M. Eric Bocquet, sénateur . - Estimez-vous que des lacunes existent dans les postes de supervision ou qu'il s'agit d'une rétention délibérée de l'information ?

Madame Jézabel Couppey-Soubeyran, maître de conférences en économie à l'Université Paris-I Panthéon-Sorbonne, conseillère scientifique auprès du Conseil d'analyse économique . - Exiger plus d'information de la banque et du régulateur ne suffit pas. Ces éléments devraient être transmis à la communauté citoyenne et scientifique dans un format adapté. Il ne s'agit pas uniquement de produire un rapport dans un format PDF mais de ²faire en sorte que ces fichiers de données soient exploitables par les chercheurs qui veulent réaliser des travaux sur ces questions.

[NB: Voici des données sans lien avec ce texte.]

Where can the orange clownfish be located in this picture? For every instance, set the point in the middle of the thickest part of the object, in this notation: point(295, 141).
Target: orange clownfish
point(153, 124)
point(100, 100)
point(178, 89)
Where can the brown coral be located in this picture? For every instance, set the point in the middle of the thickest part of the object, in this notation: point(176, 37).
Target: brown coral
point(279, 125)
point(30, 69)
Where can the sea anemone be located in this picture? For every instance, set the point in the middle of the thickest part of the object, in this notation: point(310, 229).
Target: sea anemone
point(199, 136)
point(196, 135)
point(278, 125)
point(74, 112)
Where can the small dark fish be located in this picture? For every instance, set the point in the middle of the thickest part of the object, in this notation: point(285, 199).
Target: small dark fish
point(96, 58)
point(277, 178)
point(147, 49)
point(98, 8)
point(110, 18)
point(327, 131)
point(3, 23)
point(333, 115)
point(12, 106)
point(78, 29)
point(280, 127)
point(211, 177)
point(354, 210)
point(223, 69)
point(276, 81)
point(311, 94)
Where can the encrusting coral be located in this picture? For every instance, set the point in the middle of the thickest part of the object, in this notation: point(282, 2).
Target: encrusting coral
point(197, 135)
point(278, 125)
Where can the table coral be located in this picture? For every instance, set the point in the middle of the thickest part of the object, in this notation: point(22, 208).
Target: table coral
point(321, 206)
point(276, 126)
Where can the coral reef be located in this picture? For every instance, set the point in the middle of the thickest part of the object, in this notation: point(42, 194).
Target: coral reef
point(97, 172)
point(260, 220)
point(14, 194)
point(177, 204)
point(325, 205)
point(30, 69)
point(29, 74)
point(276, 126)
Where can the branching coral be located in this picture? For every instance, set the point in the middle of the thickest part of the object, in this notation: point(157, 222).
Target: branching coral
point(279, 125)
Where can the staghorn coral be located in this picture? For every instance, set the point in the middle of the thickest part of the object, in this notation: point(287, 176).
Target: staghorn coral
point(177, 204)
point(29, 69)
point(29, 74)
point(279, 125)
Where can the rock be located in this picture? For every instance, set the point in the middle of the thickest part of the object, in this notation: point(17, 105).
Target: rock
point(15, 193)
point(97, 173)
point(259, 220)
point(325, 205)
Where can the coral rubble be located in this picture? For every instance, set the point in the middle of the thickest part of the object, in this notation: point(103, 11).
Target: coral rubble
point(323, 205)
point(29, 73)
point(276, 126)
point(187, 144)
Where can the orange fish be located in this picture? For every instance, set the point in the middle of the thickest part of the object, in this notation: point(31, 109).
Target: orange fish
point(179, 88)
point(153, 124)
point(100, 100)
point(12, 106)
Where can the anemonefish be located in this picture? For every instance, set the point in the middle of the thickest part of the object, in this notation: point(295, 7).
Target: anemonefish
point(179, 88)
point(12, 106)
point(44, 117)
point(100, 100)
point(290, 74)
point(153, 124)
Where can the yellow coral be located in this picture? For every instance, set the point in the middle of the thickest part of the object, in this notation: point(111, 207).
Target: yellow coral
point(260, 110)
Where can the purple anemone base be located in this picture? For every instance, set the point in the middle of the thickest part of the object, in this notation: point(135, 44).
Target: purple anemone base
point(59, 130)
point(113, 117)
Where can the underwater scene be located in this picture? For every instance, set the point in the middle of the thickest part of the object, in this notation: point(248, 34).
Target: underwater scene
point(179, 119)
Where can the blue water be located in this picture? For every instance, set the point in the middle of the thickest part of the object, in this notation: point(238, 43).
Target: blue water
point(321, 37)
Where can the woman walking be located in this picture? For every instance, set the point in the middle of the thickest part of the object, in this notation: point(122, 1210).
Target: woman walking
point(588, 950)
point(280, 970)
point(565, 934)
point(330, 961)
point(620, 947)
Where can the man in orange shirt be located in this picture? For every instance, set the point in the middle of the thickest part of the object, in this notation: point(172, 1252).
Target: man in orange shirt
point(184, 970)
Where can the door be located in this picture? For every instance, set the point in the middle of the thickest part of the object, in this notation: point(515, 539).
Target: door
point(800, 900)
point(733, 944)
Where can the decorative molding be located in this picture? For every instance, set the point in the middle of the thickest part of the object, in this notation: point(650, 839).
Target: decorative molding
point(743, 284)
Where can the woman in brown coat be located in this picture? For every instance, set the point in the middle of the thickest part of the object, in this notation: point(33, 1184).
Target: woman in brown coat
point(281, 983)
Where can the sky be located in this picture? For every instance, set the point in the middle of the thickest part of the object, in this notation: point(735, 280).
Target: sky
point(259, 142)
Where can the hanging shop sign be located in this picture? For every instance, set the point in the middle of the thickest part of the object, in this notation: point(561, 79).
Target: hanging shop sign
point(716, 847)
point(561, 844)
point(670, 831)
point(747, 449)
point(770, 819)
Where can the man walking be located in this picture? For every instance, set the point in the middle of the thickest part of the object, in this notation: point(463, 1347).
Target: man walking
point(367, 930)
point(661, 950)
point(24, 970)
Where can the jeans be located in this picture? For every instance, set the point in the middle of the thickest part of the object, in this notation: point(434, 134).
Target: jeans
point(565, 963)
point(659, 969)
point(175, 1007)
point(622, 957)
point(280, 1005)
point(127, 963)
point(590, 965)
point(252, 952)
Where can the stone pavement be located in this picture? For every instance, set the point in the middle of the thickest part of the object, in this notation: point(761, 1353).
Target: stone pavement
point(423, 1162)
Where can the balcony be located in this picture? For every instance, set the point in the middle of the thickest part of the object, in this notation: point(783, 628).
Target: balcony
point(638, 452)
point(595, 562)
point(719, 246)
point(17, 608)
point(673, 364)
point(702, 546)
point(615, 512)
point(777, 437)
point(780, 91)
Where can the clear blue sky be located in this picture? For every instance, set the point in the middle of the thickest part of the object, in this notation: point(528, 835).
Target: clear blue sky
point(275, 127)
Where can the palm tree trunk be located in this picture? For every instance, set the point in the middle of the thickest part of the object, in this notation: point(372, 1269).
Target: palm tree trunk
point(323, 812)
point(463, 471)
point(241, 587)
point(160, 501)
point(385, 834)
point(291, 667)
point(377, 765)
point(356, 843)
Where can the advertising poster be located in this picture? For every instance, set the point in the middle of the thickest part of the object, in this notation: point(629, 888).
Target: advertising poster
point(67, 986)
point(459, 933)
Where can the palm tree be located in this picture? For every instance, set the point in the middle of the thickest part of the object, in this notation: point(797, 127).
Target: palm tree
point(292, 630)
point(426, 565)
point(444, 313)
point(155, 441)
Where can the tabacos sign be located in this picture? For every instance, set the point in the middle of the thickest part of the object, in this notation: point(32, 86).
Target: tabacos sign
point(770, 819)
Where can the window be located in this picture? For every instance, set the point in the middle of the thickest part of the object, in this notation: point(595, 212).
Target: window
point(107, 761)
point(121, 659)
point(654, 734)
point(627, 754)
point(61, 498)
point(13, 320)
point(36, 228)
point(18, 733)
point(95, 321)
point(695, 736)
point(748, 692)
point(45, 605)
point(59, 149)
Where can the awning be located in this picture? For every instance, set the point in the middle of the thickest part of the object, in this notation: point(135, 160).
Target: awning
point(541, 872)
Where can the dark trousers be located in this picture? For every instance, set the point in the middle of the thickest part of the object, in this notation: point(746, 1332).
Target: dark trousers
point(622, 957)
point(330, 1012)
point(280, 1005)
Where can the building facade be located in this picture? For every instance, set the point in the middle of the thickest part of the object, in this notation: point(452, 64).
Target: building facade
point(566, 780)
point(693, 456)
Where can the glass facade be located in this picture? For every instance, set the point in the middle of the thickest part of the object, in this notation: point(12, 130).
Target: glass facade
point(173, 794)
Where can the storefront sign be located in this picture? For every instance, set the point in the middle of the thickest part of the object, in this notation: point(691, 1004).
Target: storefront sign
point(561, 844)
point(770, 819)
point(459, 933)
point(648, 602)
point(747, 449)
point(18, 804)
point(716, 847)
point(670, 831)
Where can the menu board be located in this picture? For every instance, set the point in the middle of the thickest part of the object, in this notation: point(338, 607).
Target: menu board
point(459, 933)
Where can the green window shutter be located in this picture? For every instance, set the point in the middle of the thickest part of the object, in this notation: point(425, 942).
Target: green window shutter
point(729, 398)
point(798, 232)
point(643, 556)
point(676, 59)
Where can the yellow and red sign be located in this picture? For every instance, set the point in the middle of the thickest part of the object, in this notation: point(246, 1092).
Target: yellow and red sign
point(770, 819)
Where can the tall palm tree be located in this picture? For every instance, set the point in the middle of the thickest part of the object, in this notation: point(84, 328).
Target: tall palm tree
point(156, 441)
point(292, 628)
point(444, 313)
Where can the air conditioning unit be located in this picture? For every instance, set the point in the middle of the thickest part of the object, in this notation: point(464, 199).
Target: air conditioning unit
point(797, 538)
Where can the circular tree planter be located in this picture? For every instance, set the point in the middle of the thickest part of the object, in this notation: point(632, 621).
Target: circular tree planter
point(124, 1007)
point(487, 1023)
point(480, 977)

M. Eric Bocquet, sénateur . - Considérant les difficultés évoquées, quelle méthode avez-vous utilisée afin de rassembler les chiffres de votre étude ?

M. Gabriel Zucman, Doctorant à l'École d'économie de Paris . - Deux grandes sources de données m'ont permis d'aboutir au taux de 8 % du patrimoine des ménages détenu dans les paradis fiscaux, et tout d'abord, les statistiques de la Banque Nationale Suisse sur les fortunes offshore détenues en Suisse.

M. Eric Bocquet, sénateur . - Sont-elles absolument fiables selon vous ?

M. Gabriel Zucman, Doctorant à l'École d'économie de Paris . - Elles ont des défauts mais sont exhaustives et fiables. Je ne pense pas que les banques suisses communiquent de fausses informations. Ce type de données n'avait pas été utilisé jusqu'à présent, notamment parce qu'elles sont difficiles à interpréter. En effet, la Suisse est le seul pays à publier ce genre d'informations sur les fortunes offshores. Par ailleurs, la plupart des comptes en Suisse sont détenus par des sociétés écrans, à hauteur de 60 %. Ceux-ci se reflètent dans les statistiques par des montants considérables d'actifs enregistrés au Panama, aux Iles Caïmans, ou aux Iles Vierges Britanniques.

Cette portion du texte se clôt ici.